After the sell-side analyst scandal in 2003, the SEC negotiated a settlement with i-banks to rein in tainted research. Now, the Senator Banking Committee chair wants to reexamine that deal
A last-minute amendment to the financial-reform package passed by the Senate Banking Committee this week would require a study of the conflicts between research analysts and the investment banks for which they work.
The new provision, which was included in a manager's amendment added to the bill by the committee's chairman, Sen. Christopher Dodd, D-Conn., came after reports surfaced that a federal court had rejected some proposed changes to the 2003 global research analyst settlement.
Mr. Dodd's amendment directs the U.S. comptroller general to study analyst conflicts and the benefits of the settlement. The comptroller must report back to Congress within 18 months with recommendations as to whether any of the research settlement's terms should be "codified and applied permanently" or if other regulatory or legislative measures are needed to protect investors.
The Securities and Exchange Commission, together with major brokerage firms covered by the settlement, had sought permission from the court to alter some portions of the agreement.

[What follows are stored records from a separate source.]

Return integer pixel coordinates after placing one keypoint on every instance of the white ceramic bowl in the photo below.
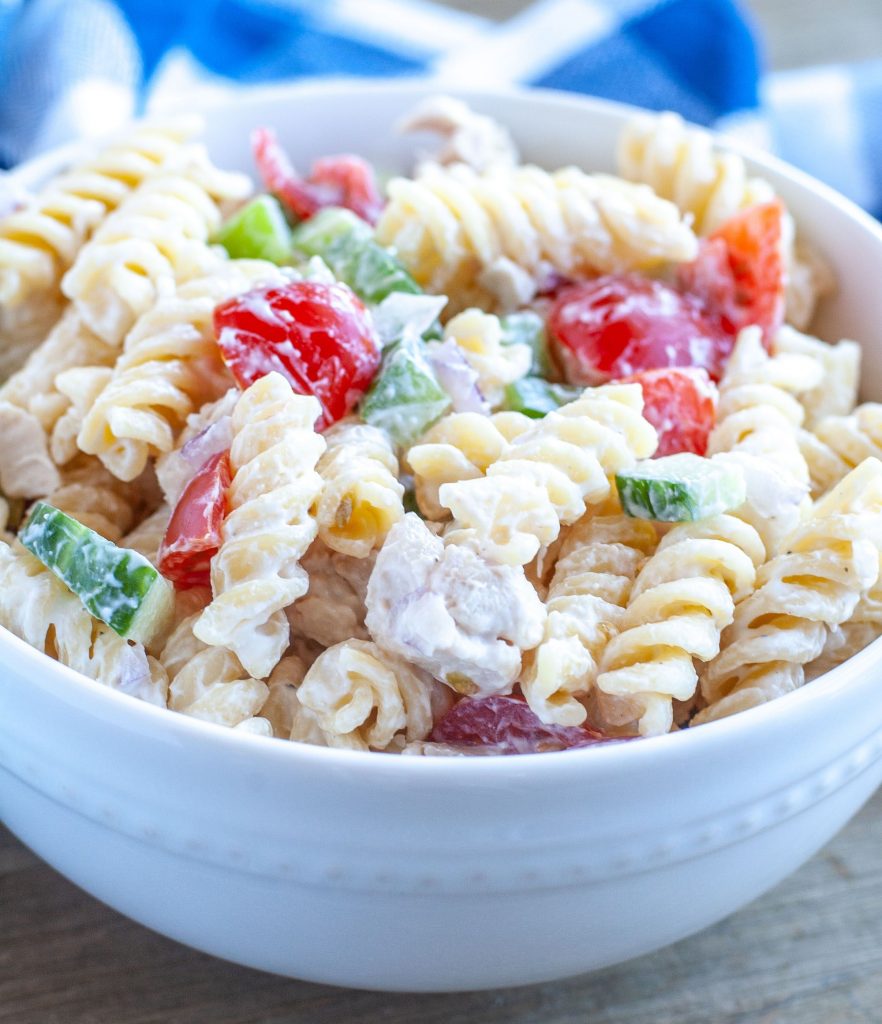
(392, 872)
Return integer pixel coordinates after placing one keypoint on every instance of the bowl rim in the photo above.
(66, 683)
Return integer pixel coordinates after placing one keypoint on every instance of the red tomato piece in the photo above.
(620, 325)
(193, 535)
(345, 180)
(320, 337)
(681, 404)
(507, 725)
(739, 275)
(354, 182)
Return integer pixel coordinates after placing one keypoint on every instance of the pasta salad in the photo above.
(491, 460)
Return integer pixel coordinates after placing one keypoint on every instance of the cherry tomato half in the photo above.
(508, 725)
(343, 180)
(620, 325)
(739, 276)
(193, 535)
(320, 337)
(680, 402)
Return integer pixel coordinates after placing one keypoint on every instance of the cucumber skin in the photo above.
(657, 501)
(405, 398)
(258, 230)
(346, 244)
(536, 397)
(666, 499)
(527, 328)
(117, 586)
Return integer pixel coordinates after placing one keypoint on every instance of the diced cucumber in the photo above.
(536, 397)
(346, 244)
(680, 487)
(329, 229)
(116, 585)
(405, 398)
(528, 328)
(258, 230)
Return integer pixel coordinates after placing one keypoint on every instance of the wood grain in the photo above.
(809, 952)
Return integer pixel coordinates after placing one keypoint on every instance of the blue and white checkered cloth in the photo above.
(72, 69)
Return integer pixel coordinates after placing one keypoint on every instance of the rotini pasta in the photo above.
(26, 469)
(478, 335)
(333, 609)
(90, 495)
(559, 586)
(147, 537)
(156, 240)
(830, 560)
(596, 565)
(836, 393)
(256, 572)
(681, 164)
(169, 367)
(838, 443)
(208, 430)
(283, 710)
(549, 473)
(209, 682)
(361, 497)
(451, 225)
(365, 699)
(681, 600)
(460, 446)
(447, 610)
(758, 420)
(39, 608)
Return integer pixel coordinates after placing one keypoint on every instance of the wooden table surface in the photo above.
(809, 952)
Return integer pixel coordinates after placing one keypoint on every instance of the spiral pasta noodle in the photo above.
(156, 240)
(209, 682)
(287, 717)
(837, 443)
(460, 446)
(681, 164)
(478, 335)
(256, 572)
(757, 411)
(39, 608)
(147, 537)
(26, 469)
(88, 493)
(364, 698)
(548, 474)
(70, 344)
(682, 599)
(836, 392)
(170, 366)
(450, 225)
(334, 608)
(589, 590)
(38, 243)
(361, 497)
(815, 584)
(758, 425)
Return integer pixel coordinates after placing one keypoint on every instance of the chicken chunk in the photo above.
(447, 610)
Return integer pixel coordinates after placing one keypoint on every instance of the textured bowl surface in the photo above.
(444, 873)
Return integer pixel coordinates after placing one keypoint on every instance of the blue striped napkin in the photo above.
(77, 69)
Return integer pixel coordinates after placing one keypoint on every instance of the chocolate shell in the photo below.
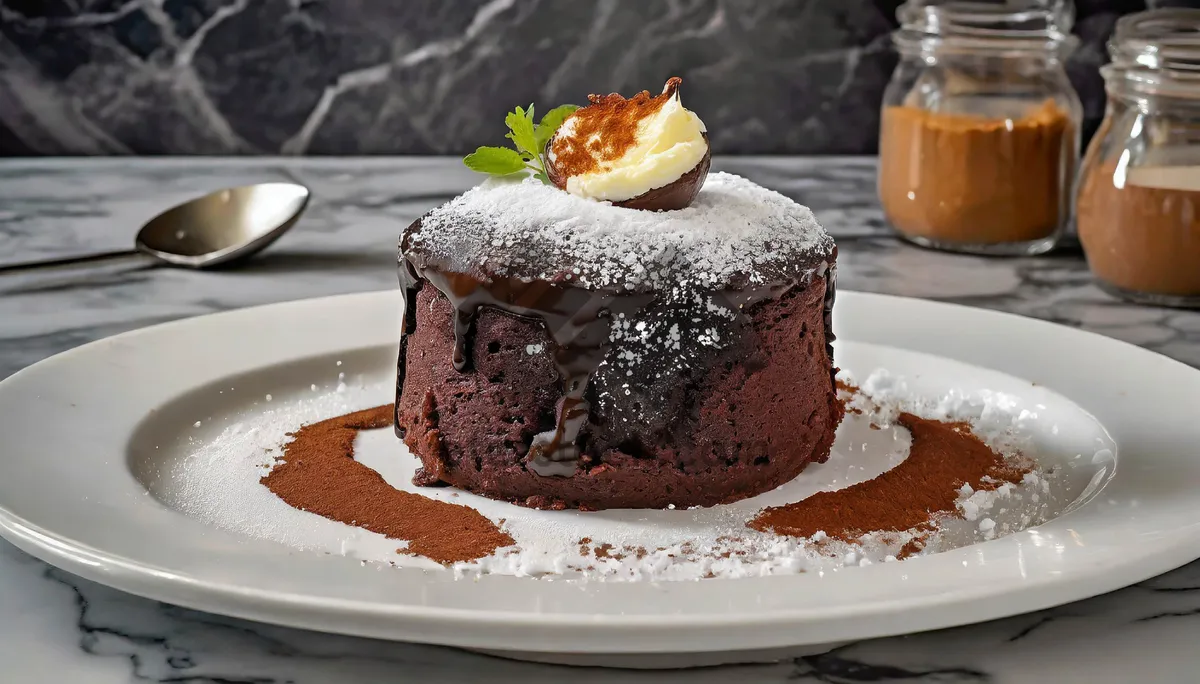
(676, 195)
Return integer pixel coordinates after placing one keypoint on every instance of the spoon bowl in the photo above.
(223, 226)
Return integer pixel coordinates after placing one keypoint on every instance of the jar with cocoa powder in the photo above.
(1138, 204)
(979, 129)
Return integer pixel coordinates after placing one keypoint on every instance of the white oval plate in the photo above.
(70, 429)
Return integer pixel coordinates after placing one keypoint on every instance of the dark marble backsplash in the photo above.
(346, 77)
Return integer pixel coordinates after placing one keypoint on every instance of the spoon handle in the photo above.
(33, 276)
(70, 263)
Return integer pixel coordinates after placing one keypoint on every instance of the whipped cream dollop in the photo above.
(619, 149)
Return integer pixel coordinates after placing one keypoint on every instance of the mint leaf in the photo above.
(550, 123)
(521, 125)
(496, 161)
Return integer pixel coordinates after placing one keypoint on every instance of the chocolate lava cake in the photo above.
(568, 353)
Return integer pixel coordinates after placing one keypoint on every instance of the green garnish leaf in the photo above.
(521, 125)
(528, 139)
(550, 123)
(496, 161)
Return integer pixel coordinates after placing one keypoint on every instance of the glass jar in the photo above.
(979, 129)
(1138, 203)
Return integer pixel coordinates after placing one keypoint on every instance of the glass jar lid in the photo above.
(989, 25)
(1156, 53)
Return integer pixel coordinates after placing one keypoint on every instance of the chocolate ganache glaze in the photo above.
(657, 288)
(580, 322)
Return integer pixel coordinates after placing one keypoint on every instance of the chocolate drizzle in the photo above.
(580, 323)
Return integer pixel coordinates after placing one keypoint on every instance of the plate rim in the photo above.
(130, 575)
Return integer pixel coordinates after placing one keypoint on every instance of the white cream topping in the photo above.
(670, 143)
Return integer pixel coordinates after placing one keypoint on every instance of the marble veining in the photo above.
(59, 628)
(114, 77)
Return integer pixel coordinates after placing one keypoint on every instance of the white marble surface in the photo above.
(58, 628)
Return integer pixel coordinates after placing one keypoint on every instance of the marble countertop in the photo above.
(58, 628)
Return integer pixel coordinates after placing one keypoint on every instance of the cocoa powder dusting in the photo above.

In a ruling last week, U.S. District Judge William Pauley rejected a request by the settling firms and the Securities and Exchange Commission to allow investment bankers and analysts to communicate with one another about industry and market trends outside the presence of lawyers or compliance officials.

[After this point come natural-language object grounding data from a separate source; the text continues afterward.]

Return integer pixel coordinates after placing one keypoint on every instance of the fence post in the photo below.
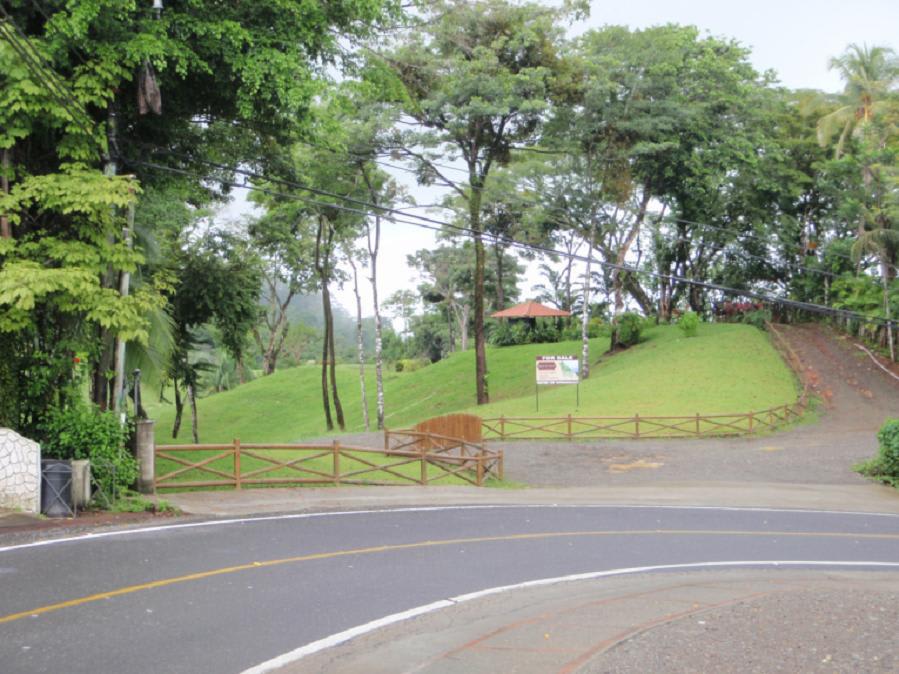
(335, 466)
(145, 449)
(237, 484)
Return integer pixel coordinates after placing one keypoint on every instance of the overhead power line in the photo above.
(418, 221)
(44, 73)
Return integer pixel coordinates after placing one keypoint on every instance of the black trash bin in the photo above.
(56, 488)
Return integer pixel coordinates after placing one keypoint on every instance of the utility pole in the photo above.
(118, 388)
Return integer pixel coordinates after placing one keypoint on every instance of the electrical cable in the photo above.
(440, 226)
(45, 74)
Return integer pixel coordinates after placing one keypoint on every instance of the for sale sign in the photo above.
(558, 370)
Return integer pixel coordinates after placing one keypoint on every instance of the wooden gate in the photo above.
(465, 427)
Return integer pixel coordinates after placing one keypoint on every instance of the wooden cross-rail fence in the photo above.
(637, 426)
(407, 458)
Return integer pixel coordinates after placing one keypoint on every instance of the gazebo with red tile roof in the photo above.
(530, 309)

Under the settlement, such communication has to be supervised by legal staff.
In a statement this week, the SEC said that under terms of the 2003 settlement, the agency agreed to consider modifications to the deal.
Several changes have already occurred.
The settlement no longer includes prohibitions against investment-banking input into analyst compensation and no longer bars research analysts from participating in efforts to solicit investment-banking business, the SEC said, because Financial Industry Regulatory Authority Inc. rules now offer similar protections.
The agency noted that restrictions remain, including physical separation of research analysts and investment-banking staffs, and prohibitions on investment bankers' having input into research budgets, company coverage decisions and unchaperoned communication about potential banking deals.
A spokeswoman for the Senate Banking Committee did not return a call.
In an email, SEC spokesman John Nester said the agency had no comment on "individual items in the bill," and referred InvestmentNews to its earlier statement.
The Senate's financial-reform bill will be taken up by the full Senate in coming weeks, and further changes to the legislation are expected.